The niftiness and diversity of consistent hashing

I’ve been interested in decentralized data in distributed systems lately. There’s too much data for any one storage node to handle, so you have lots of storage nodes and each gets some of the data. But how do you decide which node is responsible for a certain data item?

The problem space is diverse. In peer-to-peer systems, nodes just sort of have data that they register with the network. They have to not only find the node that has data, but also find out what data exists in the first place. Then there are distributed key/value systems like the one described in Amazon’s Dynamo paper. Data is placed in storage to balance the load and replicated across nodes to increase resiliency. And then there are CDNs and cache systems. In decentralized caches like the one described in the original consistent hashing paper, clients make an educated guess about the cache node that holds the data they’re looking for, and the design goal is to give each client a way to guess right most of the time with limited information.

I think the last problem is interesting: How can we make an educated guess about what storage node might have the data when we only have partial information about the network? It requires a bit of an intuitive leap.

Each data item is represented by a key, so there’s some concept of a key space, which represents all possible data keys. We can use a hash space as a pretty effective proxy for the key space, and then partition that hash space into ranges. Each storage node in our system becomes responsible for one of the ranges in the hash space.¹

A hash space is the set of possible outputs of a hash function – for example a SHA1 hash is 160 bits, so the hash space is all integers from 0 to 2¹⁶⁰. We know that if we hash different keys, we’re very likely to get different hash values, so this satisfies the “hash space as proxy for all possible keys” criterion. And hash functions are reasonably unbiased, so a hashed key has essentially equal probability of landing anywhere between 0 and 2^n_bits. The hash space is essentially a number line, and we can make it continuous by connecting the tail back to the head, so that the successor of the largest hash value is the smallest hash value.

You place a data item on the ring by hashing its key.

pos_x = sha1(x.key)

Our storage nodes are each responsible for a range, so we need a way to define these ranges. To that end, we place nodes on the ring as well, by hashing their IP addresses.

pos_server = sha1(s.ipaddr)

We decide that each node is responsible for the hash values between itself and its predecessor, which is to say the range of hash values between itself and the nearest counter-clockwise neighbor on the hash ring.

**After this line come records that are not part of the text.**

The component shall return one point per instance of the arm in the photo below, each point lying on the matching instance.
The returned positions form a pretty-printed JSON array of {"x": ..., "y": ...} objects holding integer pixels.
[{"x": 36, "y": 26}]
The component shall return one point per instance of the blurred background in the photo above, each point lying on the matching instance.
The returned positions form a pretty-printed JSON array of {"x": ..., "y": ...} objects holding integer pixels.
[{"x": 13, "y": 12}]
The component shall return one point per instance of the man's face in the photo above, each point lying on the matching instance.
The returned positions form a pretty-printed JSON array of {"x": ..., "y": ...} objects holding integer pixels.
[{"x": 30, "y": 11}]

With a 64-bit hash space and 10 nodes, you might end up with a configuration like this.

My alt text

Now if a client knows about any set of storage nodes, it can make its own partition of the hash ring and be mostly correct! If the client knows about 9 out of 10 nodes, when it makes its partition of the hash ring, it will correctly identify 8 out of the 10 actual ranges, and it won’t do too badly guessing about the 9th and 10th ranges, either.

Here’s how consistent hashing scores on a few more criteria:

Precise. About as accurate as you can be with limited information about storage nodes.
Deterministic. Yep.
Equal distribution of work. The hash ring is reasonably well distributed, but it’s not perfect. The size of each range is random.
Adaptable to changes in membership. This is one of the main motivations for consistent hashing. If you add a node, it divides some existing range, and the only redistribution that happens is with the new node’s successor. If you remove a node, the successor node becomes responsible for the range of the node that left, but no other nodes are affected.

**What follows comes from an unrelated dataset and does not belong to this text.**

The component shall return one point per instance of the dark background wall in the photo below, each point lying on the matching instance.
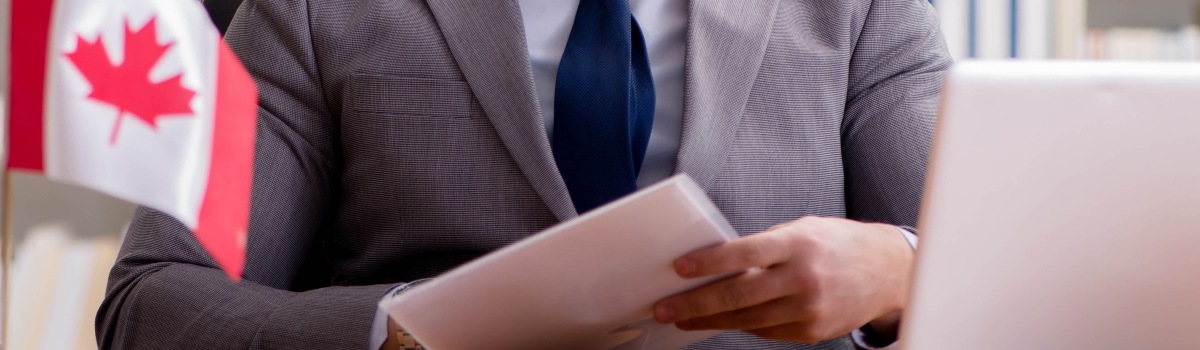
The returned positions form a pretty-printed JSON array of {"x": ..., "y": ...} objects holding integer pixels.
[{"x": 221, "y": 11}]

In cache systems, getting close to the right node is good enough. Even if a node isn’t technically responsible for a key, it can still request the key from the server and cache the key itself. Any other clients that have the same incomplete information about the network will hit this (non-responsible) node and find the cached data there. Responsibility in this system is weak, but the data is stored with a lot of locality relative to the hash ring.

Sometimes you need to find exactly the node responsible for a key. The Chord protocol provides such stricter routing. When a server joins the network, it notifies its neighbors and then learns about them. The protocol ensures that the new node knows a lot about its immediate location on the ring, but less about the nodes that are farther away from it. When a client makes a data request to find a key, it reaches out to any node on the network. This node probably doesn’t have the data, but it knows someone who is close. The storage node forwards the request counter-clockwise (backwards) on the ring to the closest node to the point where the key is, but without passing it. This node could be the owner of the data item, but if it’s not, it knows enough about its local area on the ring to find a node that’s closer to to it. The routing tables are built in such a way that if a node doesn’t know of any closer node to the data item, it is the owner of the data item.²

The number of hops in a Chord data retrieval is bounded. Latency isn’t optimal, because there may be some number of hops to find the data, and in fact the nearness on the ring says nothing about how close two nodes are in the world. This is one of the hard problems of overlay networks, but there are optimizations for it.

So, different systems treat the routing requirement differently. A cache system is able to relax the routing requirement, because it tries to reduce cache misses but not prevent them entirely. Chord meanwhile guarantees that a key is found. It’s a scalable protocol that works in very unstable networks, at the cost of extra latency.

There are still a few issues. First, a node leaving is likely to increase the workload for another node, and a node entering the ring is likely to divide another node’s workload while leaving the remaining nodes with the same workload. Second, random positions on the ring are not very likely to be evenly spaced. (There is after all only one evenly spaced configuration.) Third, the scheme ignores heterogeneity – some servers can handle more work than others.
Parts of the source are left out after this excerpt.